I find myself wishing Haring had titled his work. I think it would have added something to works, since many of them are quite similar. He rarely did, though. Don’t think I saw a single one with a title, which makes it hard to identify which one you are talking about or to look it up. Another reason I snapped more photos of the artwork than I normally would.

There are also some videos of Haring working and some short films he did. And a little row of Polaroids of him with various celebrities. It’s not that often that artists are famous and appreciated in their own time, but he was. I can only imagine that pressure that created for him.

IMG_1186I then enter his final period, once he has been diagnosed with HIV. It is a period that is all too short, sadly. Having worked with an AIDS organization for many years, I find this section so compelling. It’s a transition in his work from messages about gays to the general public to one that is more inside. Messages to his own community. The colors are warmer and softer for the most part.
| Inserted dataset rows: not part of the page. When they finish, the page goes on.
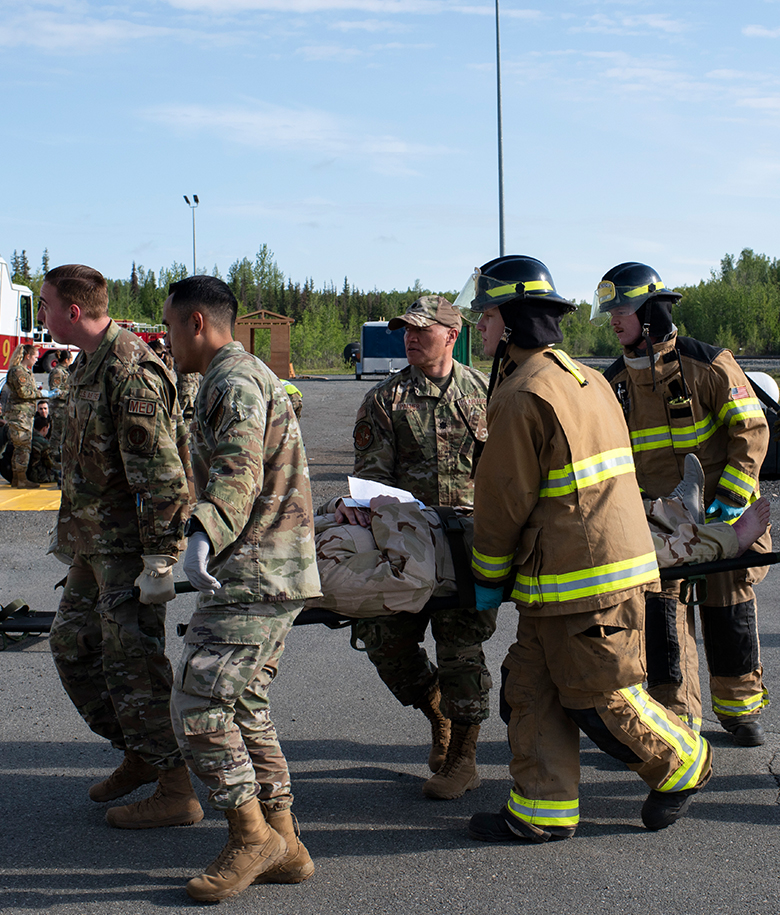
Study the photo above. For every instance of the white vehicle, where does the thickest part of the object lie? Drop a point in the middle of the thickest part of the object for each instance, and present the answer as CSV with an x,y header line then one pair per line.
x,y
17,320
17,325
382,351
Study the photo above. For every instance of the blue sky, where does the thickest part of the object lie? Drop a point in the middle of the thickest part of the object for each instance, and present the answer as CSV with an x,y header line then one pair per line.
x,y
357,138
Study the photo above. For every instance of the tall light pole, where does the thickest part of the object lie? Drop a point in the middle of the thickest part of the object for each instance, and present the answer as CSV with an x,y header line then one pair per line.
x,y
500,143
192,206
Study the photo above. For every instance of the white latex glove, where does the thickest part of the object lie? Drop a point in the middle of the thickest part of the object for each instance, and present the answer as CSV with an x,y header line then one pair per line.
x,y
196,564
156,581
54,548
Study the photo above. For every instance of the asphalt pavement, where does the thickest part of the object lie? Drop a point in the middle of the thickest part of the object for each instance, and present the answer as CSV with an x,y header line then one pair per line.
x,y
358,761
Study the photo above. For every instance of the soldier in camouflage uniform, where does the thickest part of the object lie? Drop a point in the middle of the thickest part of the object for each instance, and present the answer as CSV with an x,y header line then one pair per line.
x,y
187,387
417,430
251,555
23,395
121,523
59,378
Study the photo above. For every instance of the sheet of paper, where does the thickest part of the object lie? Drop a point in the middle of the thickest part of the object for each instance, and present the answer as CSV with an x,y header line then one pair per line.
x,y
363,491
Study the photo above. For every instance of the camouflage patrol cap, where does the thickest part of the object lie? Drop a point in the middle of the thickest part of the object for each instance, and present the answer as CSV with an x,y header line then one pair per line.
x,y
427,310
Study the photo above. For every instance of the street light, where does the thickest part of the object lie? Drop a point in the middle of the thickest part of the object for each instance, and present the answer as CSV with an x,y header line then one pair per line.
x,y
192,206
500,143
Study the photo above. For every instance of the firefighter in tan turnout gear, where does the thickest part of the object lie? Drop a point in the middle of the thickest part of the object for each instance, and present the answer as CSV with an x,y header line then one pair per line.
x,y
680,396
558,516
418,430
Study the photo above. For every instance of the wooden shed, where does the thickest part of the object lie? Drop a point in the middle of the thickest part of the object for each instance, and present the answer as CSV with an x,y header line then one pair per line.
x,y
279,325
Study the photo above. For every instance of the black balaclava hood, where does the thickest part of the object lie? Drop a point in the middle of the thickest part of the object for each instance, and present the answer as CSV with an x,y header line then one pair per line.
x,y
532,324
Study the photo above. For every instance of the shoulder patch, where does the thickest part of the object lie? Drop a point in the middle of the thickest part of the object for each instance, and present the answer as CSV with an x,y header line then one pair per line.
x,y
364,436
138,407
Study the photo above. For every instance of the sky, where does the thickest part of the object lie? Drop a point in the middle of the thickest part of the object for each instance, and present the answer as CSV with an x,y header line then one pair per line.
x,y
358,138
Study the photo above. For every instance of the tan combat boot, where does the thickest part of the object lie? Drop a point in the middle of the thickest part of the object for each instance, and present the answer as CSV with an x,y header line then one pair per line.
x,y
132,772
459,772
440,729
296,866
20,481
174,803
252,847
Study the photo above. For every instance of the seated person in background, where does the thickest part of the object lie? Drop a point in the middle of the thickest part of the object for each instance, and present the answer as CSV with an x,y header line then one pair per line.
x,y
41,468
41,465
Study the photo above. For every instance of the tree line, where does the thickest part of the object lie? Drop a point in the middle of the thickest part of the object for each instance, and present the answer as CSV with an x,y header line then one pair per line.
x,y
737,306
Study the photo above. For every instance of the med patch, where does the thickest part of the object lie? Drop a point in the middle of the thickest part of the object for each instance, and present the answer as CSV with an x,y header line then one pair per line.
x,y
137,406
364,435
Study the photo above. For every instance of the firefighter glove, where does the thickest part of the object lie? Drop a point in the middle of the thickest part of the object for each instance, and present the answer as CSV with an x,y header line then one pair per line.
x,y
488,598
196,564
724,512
156,581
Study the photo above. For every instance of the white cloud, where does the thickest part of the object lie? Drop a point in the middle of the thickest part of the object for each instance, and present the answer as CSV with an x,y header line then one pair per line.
x,y
57,32
771,103
381,7
365,25
632,25
330,52
301,130
760,31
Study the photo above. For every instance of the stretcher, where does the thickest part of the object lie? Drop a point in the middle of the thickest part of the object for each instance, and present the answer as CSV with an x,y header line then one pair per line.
x,y
17,621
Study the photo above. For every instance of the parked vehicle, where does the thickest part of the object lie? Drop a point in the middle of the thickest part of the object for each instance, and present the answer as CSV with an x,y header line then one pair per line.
x,y
382,351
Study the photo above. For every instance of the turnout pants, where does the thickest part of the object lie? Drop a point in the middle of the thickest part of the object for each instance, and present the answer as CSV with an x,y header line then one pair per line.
x,y
109,650
730,631
393,644
585,671
220,704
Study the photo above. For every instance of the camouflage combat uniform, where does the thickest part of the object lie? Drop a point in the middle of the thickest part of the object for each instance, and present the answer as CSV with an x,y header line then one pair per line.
x,y
410,434
254,503
23,394
59,379
124,495
187,387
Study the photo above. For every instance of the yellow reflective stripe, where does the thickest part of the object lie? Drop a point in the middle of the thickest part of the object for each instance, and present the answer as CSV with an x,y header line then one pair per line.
x,y
592,470
605,291
614,576
491,566
569,363
657,437
733,708
532,286
736,411
651,439
737,482
691,749
544,813
685,436
641,290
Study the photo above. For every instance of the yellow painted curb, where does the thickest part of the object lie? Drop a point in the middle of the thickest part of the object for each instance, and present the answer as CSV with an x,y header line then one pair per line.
x,y
47,498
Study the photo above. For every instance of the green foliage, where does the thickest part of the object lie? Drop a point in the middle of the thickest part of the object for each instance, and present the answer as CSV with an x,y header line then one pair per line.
x,y
737,307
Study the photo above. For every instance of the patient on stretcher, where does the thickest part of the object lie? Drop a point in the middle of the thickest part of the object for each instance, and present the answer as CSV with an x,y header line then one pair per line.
x,y
402,558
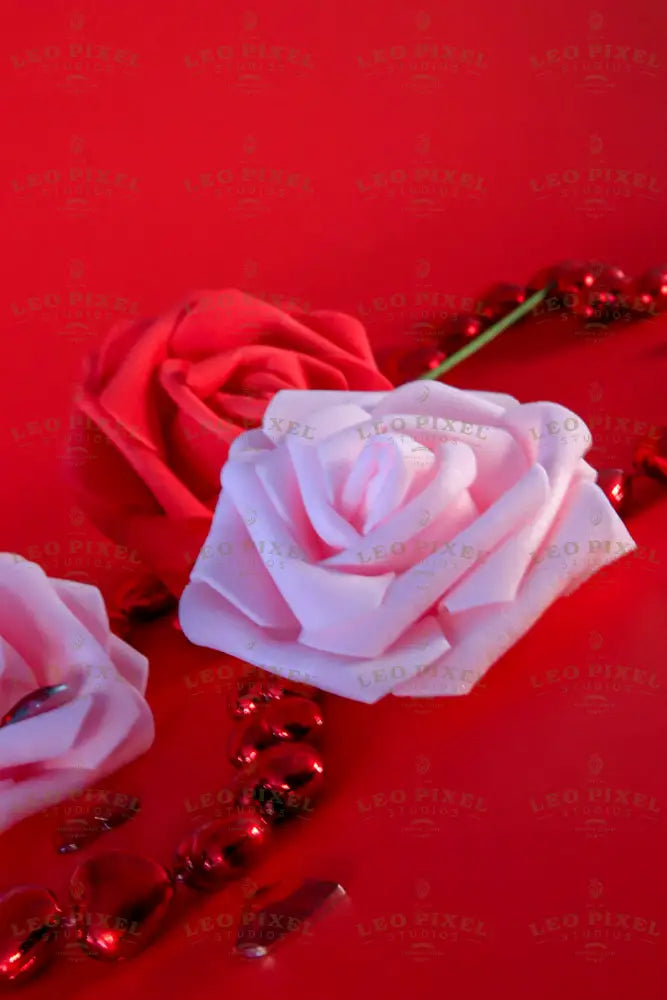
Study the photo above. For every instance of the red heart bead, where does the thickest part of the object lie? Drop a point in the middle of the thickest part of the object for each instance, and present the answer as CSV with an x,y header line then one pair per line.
x,y
289,719
119,903
29,921
220,851
282,781
253,694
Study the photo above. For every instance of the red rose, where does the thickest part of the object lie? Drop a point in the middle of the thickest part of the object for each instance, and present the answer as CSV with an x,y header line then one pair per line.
x,y
168,396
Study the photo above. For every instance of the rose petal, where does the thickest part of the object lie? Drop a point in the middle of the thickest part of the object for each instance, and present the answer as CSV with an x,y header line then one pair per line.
x,y
129,662
588,521
438,399
207,619
87,605
231,564
43,737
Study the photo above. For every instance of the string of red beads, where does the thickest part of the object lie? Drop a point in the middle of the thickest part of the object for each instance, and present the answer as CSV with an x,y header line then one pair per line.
x,y
592,290
119,900
595,291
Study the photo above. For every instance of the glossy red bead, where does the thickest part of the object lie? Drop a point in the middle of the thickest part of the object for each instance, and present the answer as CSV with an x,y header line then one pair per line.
x,y
289,719
499,300
29,922
282,781
252,694
119,902
414,364
544,278
457,331
608,298
616,485
219,851
650,291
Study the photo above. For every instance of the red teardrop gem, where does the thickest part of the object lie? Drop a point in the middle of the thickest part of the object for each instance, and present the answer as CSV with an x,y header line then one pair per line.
x,y
282,781
287,720
277,910
37,702
29,921
220,851
119,903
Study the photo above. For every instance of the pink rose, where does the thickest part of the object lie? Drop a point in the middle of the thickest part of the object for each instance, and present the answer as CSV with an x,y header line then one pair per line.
x,y
397,541
56,633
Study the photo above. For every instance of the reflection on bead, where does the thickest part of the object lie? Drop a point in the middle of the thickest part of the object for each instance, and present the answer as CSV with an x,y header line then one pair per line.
x,y
277,910
119,902
616,485
289,719
220,851
252,694
282,781
608,298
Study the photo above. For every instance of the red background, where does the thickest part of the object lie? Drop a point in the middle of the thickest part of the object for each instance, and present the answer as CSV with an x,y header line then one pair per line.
x,y
387,160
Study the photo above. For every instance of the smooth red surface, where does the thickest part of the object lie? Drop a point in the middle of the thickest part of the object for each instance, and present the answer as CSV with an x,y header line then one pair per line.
x,y
484,842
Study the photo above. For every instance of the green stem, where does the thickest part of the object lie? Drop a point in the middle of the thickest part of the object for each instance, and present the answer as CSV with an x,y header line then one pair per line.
x,y
485,338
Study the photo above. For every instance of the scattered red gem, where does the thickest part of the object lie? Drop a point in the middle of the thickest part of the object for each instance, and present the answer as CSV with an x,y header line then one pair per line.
x,y
119,902
29,921
282,781
220,851
287,720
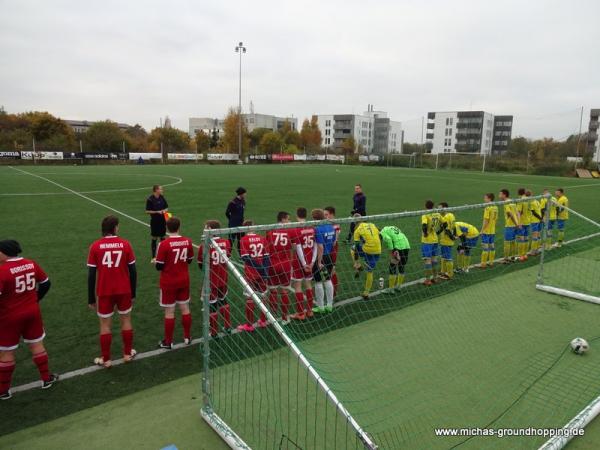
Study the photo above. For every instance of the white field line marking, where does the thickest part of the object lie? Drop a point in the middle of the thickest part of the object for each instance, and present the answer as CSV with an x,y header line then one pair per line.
x,y
19,194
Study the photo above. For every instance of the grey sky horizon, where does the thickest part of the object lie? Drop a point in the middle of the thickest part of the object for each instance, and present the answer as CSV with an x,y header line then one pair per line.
x,y
138,61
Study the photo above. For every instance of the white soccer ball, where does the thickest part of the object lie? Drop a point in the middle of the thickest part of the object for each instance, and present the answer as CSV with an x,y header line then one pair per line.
x,y
579,346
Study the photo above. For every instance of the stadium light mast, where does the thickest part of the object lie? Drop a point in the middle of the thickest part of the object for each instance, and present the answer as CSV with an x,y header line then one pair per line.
x,y
240,49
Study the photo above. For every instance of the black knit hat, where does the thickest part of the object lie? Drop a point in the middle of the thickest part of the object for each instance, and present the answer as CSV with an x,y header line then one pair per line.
x,y
10,247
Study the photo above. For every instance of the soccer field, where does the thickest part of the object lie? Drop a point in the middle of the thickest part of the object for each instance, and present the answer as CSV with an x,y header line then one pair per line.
x,y
55,213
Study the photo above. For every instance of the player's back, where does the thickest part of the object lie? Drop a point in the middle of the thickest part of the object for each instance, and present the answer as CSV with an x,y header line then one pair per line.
x,y
175,253
111,256
18,280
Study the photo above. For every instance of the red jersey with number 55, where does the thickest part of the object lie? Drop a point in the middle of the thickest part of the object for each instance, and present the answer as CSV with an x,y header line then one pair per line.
x,y
175,253
280,246
254,246
18,280
218,263
111,257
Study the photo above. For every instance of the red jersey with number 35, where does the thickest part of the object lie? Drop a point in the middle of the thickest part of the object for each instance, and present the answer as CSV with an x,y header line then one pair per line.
x,y
279,245
255,246
218,264
111,257
306,238
175,253
18,280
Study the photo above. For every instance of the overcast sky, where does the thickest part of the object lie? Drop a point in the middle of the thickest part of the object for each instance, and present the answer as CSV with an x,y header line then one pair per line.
x,y
137,61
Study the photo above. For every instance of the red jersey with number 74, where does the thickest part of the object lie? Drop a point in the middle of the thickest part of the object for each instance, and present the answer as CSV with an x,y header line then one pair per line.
x,y
175,253
111,257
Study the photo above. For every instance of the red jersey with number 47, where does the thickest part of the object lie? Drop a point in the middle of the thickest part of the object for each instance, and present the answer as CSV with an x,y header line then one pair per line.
x,y
254,246
279,245
18,280
175,253
111,257
218,263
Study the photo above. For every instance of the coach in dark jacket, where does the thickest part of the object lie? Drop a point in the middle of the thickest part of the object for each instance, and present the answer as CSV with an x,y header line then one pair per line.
x,y
359,207
235,214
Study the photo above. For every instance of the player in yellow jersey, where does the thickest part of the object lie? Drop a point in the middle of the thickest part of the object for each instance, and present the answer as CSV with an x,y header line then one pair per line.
x,y
430,223
523,229
549,207
468,235
535,223
446,241
562,214
488,232
367,245
511,222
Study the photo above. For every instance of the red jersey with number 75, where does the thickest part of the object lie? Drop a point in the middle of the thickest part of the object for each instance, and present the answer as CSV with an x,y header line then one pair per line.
x,y
175,253
254,246
111,257
18,280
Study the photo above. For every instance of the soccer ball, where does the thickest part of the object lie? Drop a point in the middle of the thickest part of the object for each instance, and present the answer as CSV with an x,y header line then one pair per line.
x,y
579,346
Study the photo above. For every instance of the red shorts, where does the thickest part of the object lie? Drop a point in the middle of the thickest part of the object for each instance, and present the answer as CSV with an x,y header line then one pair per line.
x,y
298,272
280,274
257,284
168,297
27,324
106,305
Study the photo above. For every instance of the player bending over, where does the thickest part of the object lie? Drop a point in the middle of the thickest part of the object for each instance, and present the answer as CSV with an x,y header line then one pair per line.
x,y
23,284
488,232
302,266
446,241
397,243
535,223
468,235
430,223
330,215
511,222
254,253
279,246
325,238
562,214
217,266
173,256
367,245
112,279
523,228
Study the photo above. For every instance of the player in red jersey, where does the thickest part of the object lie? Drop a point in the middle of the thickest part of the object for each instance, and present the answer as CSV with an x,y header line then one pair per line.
x,y
173,256
330,215
112,260
218,280
280,251
254,253
302,264
20,314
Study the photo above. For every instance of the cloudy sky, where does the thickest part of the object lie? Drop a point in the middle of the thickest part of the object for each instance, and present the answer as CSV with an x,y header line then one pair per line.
x,y
138,61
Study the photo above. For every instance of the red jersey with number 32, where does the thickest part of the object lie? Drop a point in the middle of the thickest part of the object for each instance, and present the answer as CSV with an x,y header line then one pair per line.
x,y
218,263
175,253
306,238
255,246
18,280
279,245
111,257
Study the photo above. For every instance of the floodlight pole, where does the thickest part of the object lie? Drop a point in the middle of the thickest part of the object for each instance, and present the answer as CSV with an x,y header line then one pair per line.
x,y
240,49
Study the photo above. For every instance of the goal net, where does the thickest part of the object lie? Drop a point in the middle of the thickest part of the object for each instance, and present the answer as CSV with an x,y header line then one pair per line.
x,y
414,352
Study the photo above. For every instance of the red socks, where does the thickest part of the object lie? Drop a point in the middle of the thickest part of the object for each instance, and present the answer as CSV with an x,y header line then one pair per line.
x,y
127,336
299,302
105,341
41,361
6,370
224,311
186,322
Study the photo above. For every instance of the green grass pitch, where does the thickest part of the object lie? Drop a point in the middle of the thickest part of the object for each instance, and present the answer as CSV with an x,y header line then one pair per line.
x,y
56,227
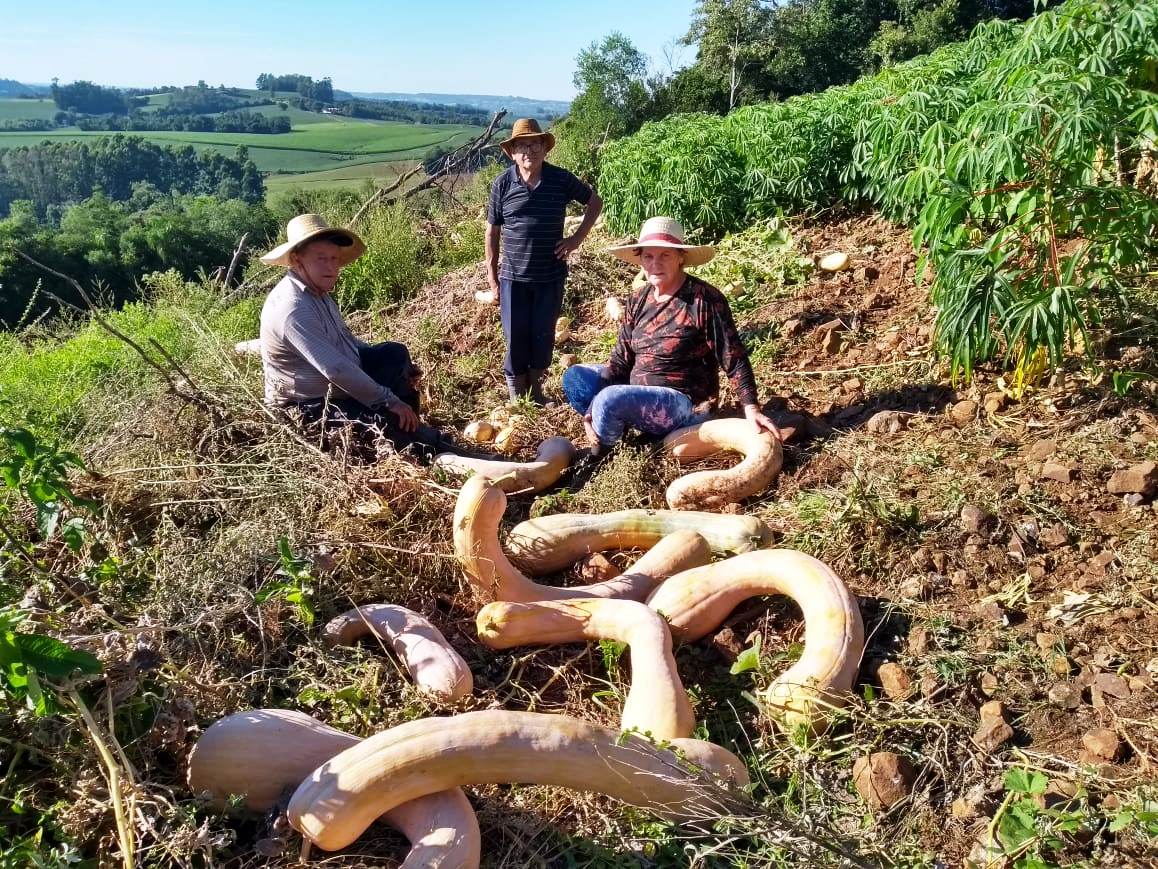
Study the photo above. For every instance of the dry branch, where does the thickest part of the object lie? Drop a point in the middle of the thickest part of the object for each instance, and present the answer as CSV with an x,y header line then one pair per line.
x,y
454,161
198,398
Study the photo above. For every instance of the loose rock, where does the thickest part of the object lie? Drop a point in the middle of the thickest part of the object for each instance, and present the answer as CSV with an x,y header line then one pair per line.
x,y
964,413
975,520
995,402
1054,537
1102,743
1064,695
894,680
1060,472
1140,479
886,422
792,328
882,779
994,730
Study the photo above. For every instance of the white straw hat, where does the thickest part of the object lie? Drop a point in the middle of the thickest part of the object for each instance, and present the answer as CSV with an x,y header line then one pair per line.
x,y
662,233
307,227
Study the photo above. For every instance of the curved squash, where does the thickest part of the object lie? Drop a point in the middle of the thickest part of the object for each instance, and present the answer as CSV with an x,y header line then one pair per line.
x,y
551,542
696,601
554,457
430,659
657,702
712,489
259,754
344,795
476,543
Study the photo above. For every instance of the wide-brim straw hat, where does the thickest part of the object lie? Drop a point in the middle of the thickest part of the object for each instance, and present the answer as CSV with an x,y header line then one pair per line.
x,y
662,233
527,129
308,227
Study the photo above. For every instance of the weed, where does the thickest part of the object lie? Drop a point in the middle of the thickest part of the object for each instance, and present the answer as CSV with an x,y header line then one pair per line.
x,y
295,586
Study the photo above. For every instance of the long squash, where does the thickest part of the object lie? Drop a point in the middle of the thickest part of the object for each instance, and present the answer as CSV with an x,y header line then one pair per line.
x,y
657,702
263,753
552,458
345,794
551,542
696,601
763,457
430,659
477,513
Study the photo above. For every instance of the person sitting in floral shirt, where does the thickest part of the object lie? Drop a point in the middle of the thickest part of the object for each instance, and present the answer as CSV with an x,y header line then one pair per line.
x,y
678,333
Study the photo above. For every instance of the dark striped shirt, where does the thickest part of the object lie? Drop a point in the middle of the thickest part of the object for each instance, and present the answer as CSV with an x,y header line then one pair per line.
x,y
532,221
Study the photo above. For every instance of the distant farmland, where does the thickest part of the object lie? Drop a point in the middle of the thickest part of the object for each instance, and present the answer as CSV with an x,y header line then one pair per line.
x,y
33,109
321,151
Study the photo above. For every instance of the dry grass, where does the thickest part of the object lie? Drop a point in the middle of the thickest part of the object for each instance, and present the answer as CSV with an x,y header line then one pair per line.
x,y
193,510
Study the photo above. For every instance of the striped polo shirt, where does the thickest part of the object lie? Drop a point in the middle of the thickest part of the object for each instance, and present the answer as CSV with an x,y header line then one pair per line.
x,y
532,221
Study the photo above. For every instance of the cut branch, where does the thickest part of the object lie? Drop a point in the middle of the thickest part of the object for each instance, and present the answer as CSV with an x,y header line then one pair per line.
x,y
198,398
453,162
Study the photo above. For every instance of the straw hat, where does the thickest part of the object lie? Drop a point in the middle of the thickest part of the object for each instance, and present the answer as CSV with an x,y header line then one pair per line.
x,y
307,227
662,233
527,129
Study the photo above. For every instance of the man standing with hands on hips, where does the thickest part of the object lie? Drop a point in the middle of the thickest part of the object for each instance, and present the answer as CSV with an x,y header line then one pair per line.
x,y
526,210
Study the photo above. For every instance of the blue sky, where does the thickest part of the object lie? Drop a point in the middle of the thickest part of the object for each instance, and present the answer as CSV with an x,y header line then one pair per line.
x,y
504,48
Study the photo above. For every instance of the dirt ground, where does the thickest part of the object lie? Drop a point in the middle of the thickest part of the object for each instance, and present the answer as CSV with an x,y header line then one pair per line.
x,y
1004,568
976,526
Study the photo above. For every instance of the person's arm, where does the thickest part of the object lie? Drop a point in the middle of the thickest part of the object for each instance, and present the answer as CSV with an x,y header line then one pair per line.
x,y
567,246
623,356
724,340
306,336
492,240
491,243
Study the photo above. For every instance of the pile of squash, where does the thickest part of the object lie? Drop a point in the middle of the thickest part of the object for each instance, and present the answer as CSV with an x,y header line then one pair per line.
x,y
412,775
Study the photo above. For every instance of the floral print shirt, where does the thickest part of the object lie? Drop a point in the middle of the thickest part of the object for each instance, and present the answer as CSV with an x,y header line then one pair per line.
x,y
682,343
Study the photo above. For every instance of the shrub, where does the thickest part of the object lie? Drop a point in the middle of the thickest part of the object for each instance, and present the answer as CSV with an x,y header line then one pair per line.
x,y
682,167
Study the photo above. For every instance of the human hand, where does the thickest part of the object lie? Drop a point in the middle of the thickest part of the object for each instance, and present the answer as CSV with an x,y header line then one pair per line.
x,y
762,423
590,429
408,420
567,246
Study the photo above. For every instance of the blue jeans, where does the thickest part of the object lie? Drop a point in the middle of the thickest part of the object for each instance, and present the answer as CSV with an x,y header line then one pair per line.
x,y
651,409
528,312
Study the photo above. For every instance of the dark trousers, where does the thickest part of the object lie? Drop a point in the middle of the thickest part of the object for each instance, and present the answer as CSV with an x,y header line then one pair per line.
x,y
528,312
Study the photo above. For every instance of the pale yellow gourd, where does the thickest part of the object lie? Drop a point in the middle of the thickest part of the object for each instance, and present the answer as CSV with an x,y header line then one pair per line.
x,y
697,601
713,489
657,703
477,515
554,457
430,659
344,795
264,753
551,542
479,431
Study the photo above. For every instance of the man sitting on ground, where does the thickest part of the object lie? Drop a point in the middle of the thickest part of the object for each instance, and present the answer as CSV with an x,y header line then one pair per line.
x,y
310,358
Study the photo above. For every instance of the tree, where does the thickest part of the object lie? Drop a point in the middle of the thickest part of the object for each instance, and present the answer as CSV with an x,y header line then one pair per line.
x,y
733,37
614,100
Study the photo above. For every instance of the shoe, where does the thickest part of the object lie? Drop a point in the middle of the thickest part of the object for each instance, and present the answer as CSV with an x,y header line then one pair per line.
x,y
517,386
535,381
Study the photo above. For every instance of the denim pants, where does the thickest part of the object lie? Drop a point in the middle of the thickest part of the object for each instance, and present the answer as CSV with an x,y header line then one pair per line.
x,y
528,312
651,409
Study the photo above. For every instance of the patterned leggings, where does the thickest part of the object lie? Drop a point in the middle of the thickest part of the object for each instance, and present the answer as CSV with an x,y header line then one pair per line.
x,y
651,409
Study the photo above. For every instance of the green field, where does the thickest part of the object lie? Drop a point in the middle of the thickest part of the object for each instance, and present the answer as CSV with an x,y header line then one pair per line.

There is one where the colors were so soft, I was unable to photograph it, but the messages were all about not putting your head in the sand. I sit down here for a while and reflect about what Haring might have done if he hadn’t died from AIDS. I feel profoundly sad that had he been diagnosed with HIV ten years later, he might still be with us. I wonder how he’d feel about the progress that has been made in the gay rights struggle in America over the last 10 years.

It was a great show. Kudos to Paris for pulling together such a thorough and thoughtful exhibit. I thought it would be good, but it was so much more than I’d expected. In fact, I couldn’t go right back to the apartment afterward. I wandered into a neighborhood bar and had a good stiff drink, while I decompressed.

Now it is the morning after, and I feel like I have a Haring hangover. Leftover sadness. But also, still stardust in my eyes.